1.1 Connected Learning Defined
“Connected learning is realized when a young person is able to pursue a personal interest or passion with the support of friends and caring adults, and is in turn able to link this learning and interest to academic achievement, career success or civic engagement.”
– Mimi Ito et al.1
Connected learning is an educational framework—an approach to creating learning experiences. Connected learning is driven by learners’ interests, supported by their relationships, and oriented towards academic, economic, or civic opportunity.
Connected Learning: The Power of Making Learning Relevant
At the heart of connected learning is an “equity agenda” to help close the cultural and economic gaps that non-dominant youth face. By connecting teens’ interests and relationships with real-life opportunities, connected learning helps prepare youth for life after high school with 21st century skills and the “new” literacies—digital literacy, media literacy, and others.

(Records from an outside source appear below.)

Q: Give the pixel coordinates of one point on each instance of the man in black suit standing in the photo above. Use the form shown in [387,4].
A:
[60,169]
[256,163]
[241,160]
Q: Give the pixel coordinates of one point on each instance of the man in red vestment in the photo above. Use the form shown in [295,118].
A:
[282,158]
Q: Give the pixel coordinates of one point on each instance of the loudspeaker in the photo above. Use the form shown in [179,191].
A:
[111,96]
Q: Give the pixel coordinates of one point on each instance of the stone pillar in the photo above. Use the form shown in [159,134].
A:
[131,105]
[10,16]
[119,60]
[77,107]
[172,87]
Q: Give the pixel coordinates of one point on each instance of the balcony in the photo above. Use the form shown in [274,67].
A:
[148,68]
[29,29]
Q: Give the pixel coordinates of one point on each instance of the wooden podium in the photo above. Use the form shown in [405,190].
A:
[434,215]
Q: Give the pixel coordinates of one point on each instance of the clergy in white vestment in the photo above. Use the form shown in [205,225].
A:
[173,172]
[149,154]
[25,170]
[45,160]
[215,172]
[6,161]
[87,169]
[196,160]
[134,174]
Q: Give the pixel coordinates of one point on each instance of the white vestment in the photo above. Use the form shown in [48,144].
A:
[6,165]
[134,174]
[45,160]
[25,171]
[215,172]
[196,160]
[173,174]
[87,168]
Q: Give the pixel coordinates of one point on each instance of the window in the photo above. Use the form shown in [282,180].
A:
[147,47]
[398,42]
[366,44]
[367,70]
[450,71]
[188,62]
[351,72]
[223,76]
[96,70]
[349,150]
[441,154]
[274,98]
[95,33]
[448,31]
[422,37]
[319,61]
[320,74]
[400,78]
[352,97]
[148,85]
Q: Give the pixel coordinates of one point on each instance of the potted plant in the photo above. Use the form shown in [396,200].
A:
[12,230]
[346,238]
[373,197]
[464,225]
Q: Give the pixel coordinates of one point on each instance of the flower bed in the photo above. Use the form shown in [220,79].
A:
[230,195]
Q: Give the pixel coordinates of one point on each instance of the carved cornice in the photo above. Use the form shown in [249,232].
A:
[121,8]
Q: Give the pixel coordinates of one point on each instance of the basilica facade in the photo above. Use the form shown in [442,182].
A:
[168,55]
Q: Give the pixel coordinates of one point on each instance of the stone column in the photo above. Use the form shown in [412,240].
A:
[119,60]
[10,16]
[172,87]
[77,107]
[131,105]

What does connected learning connect?
Teens’ learning occurs primarily in three different contexts, or spheres: their relationships, their unique personal interests, and their academic, work, or community settings.1 When the spheres are connected, teens’ quality of learning and engagement with learning increases.
- Relationships: Teens learning with and from other teens as well as adults
- Interests: Aligned with teens’ goals and motivations
- Opportunity: Directed towards academic, civic, or economic achievement
Learning that engages all of these spheres is no longer learning teens have to do; it’s learning teens want to do because it is aligned with their goals and benefits these important areas of their lives.
History of Connected Learning
In the first decade of the 21st century, many organizations, projects, and researchers contributed to the movement towards more social, participatory, and interest-driven learning that led to connected learning — the MacArthur Foundation, the Digital Youth Network, the DML Research Hub, Howard Gardner, Henry Jenkins, Katie Salen, Bill Penuel, Nichole Pinkard, Joseph Kahne, and more. The framework itself was developed in the early 2010s by Mimi Ito and her colleagues after extensively researching and working with teens. Connected learning is now at the center of a vibrant community of researchers and practitioners centered around the Connected Learning Alliance. For more about the history of connected learning, see Connected Libraries: Surveying the Current Landscape and Charting the Path to the Future.
1: Connected Learning: An Agenda for Research and Design, by Mizuko Ito, Kris Gutiérrez, Sonia Livingstone, Bill Penuel, Jean Rhodes, Katie Salen, Juliet Schor, Julian Sefton-Green, and S. Craig Watkins.